Comparing Dynamic Variables

In many strong-typed languages, type-polymorphism or internal "type tags" can be used to determine the type used to compare two or more variables. However, weak-typed or dynamic languages don't have or don't rely on such mechanism, and thus often require explicitly "typed" comparison operators. (Whether this is a "down side" of dynamic languages or not is probably a contentious issue.)

Issues Explored:

(Arguably this topic could be "comparing weakly-typed variables".)


(Moved from DynamicRelational)

Comparisions with regard to typing for dynamic languages seem to have different needs such that SQL syntax may not work as well. For example, to make sure you are comparing as a number instead of string, one has to do something like:

  WHERE toNumber(columnA) > toNumber(columnB)
This is bad repetition factoring.
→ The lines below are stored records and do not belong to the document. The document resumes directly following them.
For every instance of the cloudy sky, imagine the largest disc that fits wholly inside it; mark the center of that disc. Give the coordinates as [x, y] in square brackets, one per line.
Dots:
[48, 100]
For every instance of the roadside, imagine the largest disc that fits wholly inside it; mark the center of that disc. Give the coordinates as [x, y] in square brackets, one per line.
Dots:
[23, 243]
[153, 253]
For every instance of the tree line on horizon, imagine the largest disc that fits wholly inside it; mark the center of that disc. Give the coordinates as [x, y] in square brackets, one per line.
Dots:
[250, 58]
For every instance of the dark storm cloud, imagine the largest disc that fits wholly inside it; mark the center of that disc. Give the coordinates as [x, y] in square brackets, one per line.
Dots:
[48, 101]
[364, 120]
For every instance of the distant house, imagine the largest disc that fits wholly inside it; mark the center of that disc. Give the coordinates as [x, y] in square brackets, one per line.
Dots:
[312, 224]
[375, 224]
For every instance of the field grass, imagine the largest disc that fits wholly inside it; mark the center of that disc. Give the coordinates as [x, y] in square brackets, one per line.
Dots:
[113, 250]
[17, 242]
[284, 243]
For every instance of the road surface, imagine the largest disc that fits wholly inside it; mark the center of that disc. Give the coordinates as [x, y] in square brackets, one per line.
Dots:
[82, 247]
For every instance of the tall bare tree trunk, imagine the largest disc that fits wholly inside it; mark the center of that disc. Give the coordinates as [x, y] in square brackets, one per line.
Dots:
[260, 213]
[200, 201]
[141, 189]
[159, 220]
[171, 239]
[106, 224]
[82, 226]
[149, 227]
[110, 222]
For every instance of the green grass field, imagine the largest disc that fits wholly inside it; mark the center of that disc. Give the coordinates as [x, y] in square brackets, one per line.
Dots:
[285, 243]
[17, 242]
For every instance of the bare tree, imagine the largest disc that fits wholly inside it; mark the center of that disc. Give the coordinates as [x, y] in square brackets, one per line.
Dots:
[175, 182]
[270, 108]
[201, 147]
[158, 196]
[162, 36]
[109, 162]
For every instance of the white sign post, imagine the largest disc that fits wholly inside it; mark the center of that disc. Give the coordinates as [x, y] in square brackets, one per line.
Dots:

I have proposed comparison functions that allow letter codes:

  WHERE compare(columnA, "n>", columnB)
Here, the "n" indicates it is a number. Or perhaps:

  WHERE numCompare(columnA, ">", columnB)
Some find both of these awkward. However, one advantage is that other comparison features can be added such as:

  WHERE compare(columnA, "nt>", columnB)
Here, the "t" means "trim". It removes white spaces from before and after. This is a common need in my experience. Capitalization management is also something that can take advantage of such. This would reduce monsters such as:

  WHERE ucase(trim(toChar(columnA)) > ucase(trim(toChar(columnB))
To:

  WHERE compare(columnA, "utc>", columnB)
Thus, it kills multiple birds with 1.2 stones. It is better OnceAndOnlyOnce. Some may find these variations more readable:

  WHERE compare(columnA, ">", columnB, "utc")

WHERE compare(columnA, ">", columnB, "ucase,trim,toChar")

--top

What you are doing here is implementing types using casting and tricky obfuscated syntax. In other words, your typeless database has types (or has them poorly emulated, with dangerous decisions now taken in control of the programmer - who is a human and makes errors).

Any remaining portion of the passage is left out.